We are currently running AWS Lambda functions within a VPC and for example already have a peering connection setup to MongoDB Atlas to have our AWS Lambda's within the VPC communicate to our MongoDB Atlas-hosted database.

Now a requirement has come up that a specific service within our VPC that we trigger by an AWS Lambda and that also runs within the same VPC has to access an on-premise network function / host over VPN. Furthermore that network needs to be able to respond to messages to that service so a site-to-site connection is needed I assume.

The customer has given us the IKE Phase One Parameters, IKE Phase Two Parameters (IPSEC), their local peer IP addresses, the VPN communication ports accepted and the local encryption domains.

They are now asking for our remote peer IP addresses and remote encryption domains.

Question 1: Is what we're trying to achieve feasible on AWS in a VPC (I'm reading conflicting posts about this.

Question 2: Am I correct in assuming that the tunnel initiating will have to happen from the customer's side and that we then use network monitoring polling to keep the tunnel active?

  • Can you confirm if is the Lambda that needs to talk back to on premises or the 'specific service'? Can you elaborate as to what that service is exactly? and what protocol it uses?
    – Alex Moore
    Commented Sep 2, 2018 at 13:59
  • Our service is a HTTP to UDP gateway that sends messages over UDP in the ISO 8583 format. The customer's service is ISO8583 host that is only accessible through a VPN. We already have the binary messaging service on our side that is able to convert http to udp and and visa versa but the question now is whether we can have this persistent VPN connection from our VPC to the customers on-premise host setup. For AWS Managed connections it seems the customer's host will need to initiate the connection and take responsibility to keep alive (if such a VPN connection is possible in the first place)
    – Simon
    Commented Sep 2, 2018 at 15:10
  • What I mean is, is it the Lambda itself or an instance in the VPC that needs to talk over the VPN?
    – Alex Moore
    Commented Sep 2, 2018 at 15:15
  • I see now where the title might be confusing.

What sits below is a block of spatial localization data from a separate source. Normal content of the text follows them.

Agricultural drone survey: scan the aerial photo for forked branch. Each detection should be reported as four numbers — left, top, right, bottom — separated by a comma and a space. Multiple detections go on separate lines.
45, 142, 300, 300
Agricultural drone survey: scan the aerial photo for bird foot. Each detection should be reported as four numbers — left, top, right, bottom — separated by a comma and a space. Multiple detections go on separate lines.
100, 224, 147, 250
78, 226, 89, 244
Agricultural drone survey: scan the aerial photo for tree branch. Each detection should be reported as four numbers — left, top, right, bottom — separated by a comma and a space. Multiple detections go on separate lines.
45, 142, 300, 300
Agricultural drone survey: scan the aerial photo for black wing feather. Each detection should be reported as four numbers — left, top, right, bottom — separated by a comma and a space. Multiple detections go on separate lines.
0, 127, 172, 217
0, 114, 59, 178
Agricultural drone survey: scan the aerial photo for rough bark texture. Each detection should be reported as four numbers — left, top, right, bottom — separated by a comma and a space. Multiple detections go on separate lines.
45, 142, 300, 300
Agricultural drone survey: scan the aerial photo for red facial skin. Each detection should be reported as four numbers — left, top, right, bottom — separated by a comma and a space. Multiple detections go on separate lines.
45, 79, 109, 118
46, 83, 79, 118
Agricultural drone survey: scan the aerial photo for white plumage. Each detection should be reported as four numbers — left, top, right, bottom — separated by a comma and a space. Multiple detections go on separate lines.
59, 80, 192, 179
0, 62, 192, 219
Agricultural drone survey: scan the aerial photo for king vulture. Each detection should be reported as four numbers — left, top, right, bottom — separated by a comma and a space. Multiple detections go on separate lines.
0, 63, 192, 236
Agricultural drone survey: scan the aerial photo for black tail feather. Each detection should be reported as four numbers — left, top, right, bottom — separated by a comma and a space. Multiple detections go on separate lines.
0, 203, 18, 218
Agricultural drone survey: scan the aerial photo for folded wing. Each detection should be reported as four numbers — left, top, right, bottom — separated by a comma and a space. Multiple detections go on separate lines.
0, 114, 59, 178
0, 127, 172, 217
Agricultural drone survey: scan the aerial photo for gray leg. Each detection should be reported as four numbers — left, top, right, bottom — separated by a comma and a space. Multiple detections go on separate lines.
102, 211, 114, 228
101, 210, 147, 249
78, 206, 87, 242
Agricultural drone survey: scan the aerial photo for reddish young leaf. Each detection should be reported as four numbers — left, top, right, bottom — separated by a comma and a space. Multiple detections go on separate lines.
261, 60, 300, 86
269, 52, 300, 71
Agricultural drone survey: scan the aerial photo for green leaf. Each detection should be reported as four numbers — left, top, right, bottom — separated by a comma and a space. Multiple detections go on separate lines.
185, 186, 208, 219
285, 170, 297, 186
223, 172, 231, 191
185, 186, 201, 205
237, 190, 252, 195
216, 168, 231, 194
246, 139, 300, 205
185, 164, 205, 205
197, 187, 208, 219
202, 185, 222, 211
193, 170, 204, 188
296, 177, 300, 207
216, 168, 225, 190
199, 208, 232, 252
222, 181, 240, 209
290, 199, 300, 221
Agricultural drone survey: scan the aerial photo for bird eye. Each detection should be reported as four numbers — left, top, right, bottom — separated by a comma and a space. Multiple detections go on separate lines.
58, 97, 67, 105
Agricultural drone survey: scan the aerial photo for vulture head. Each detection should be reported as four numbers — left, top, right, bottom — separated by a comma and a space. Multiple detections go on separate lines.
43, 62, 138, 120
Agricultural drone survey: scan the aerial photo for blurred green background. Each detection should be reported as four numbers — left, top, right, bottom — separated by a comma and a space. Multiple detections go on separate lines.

It can be an EC2 instance that runs our http to ISO8583 tool but it's the lambda within a VPC that will initiate the request to our http to ISO8583 tool within that same VPC that will need to talk to the customer's host over VPN so the setup would be site-to-site from any service within that VPC to the customer's host over VPN I assume?
    – Simon
    Commented Sep 2, 2018 at 15:25

1 Answer 1


Regarding question 1.

Assuming you are referring to the ability to connect via an IPSec based VPN to securely connect to resources that are located outside AWS. The answer is yes. However, the native AWS implementation of this does have some restrictions. The first is that it is not possible to specify any aspects of the phase 1 or phase 2 configuration settings. Instead AWS provide you with the ability to download pre-configured settings for a range of manufacturers, but also provide some good generic examples too.

Some good resources are:

AWS Managed VPN Connections - provides details on the AWS VPN Gateway service

Your Customer Gateway - provides information on the settings required on the device outside of AWS

Regarding question 2.

This is true, if the tunnel drops for some reason, the AWS side cannot initiate it (this is a VERY annoying limitation if you ask me). However there are ways around it. Some devices support sending keep alive packets to keep the tunnel up. For example Cisco ASA's can make use of IP SLA feature to send SLA messages accorss the tunnel to keep it up. Extract from the sample ASA configuration:

In order to keep the tunnel in an active or always up state, the ASA needs to send traffic to the subnet defined in acl-amzn. SLA monitoring can be configured to send pings to a destination in the subnet and will keep the tunnel active. This traffic needs to be sent to a target that will return a response. This can be manually tested by sending a ping to the target from the ASA sourced from the outside interface. A possible destination for the ping is an instance within the VPC. For redundancy multiple SLA monitors can be configured to several instances to protect against a single point of failure.

Or you can simply arrange for a system on one side to periodically send a ping - via a cron job or scheduled task.

Another option however is to deploy your own IPSec gateway into AWS - either running on the instance itself, or on another instance, you then can update the route table on your subnet to route to the off AWS subnets via this instance. This allows you more control on the IPSec settings and behaviour - but is arguably more complex to manage compared to the native AWS service.

  • Amazing answer. We've been talking to the team and came to similar conclusions. This blogpost blog.theodo.fr/2018/01/… also outlines the drawbacks of using a AWS managed VPN like you mentioned and at the same outlines some initial indicators about the complexity (but at the same time flexibility) of setting up your own.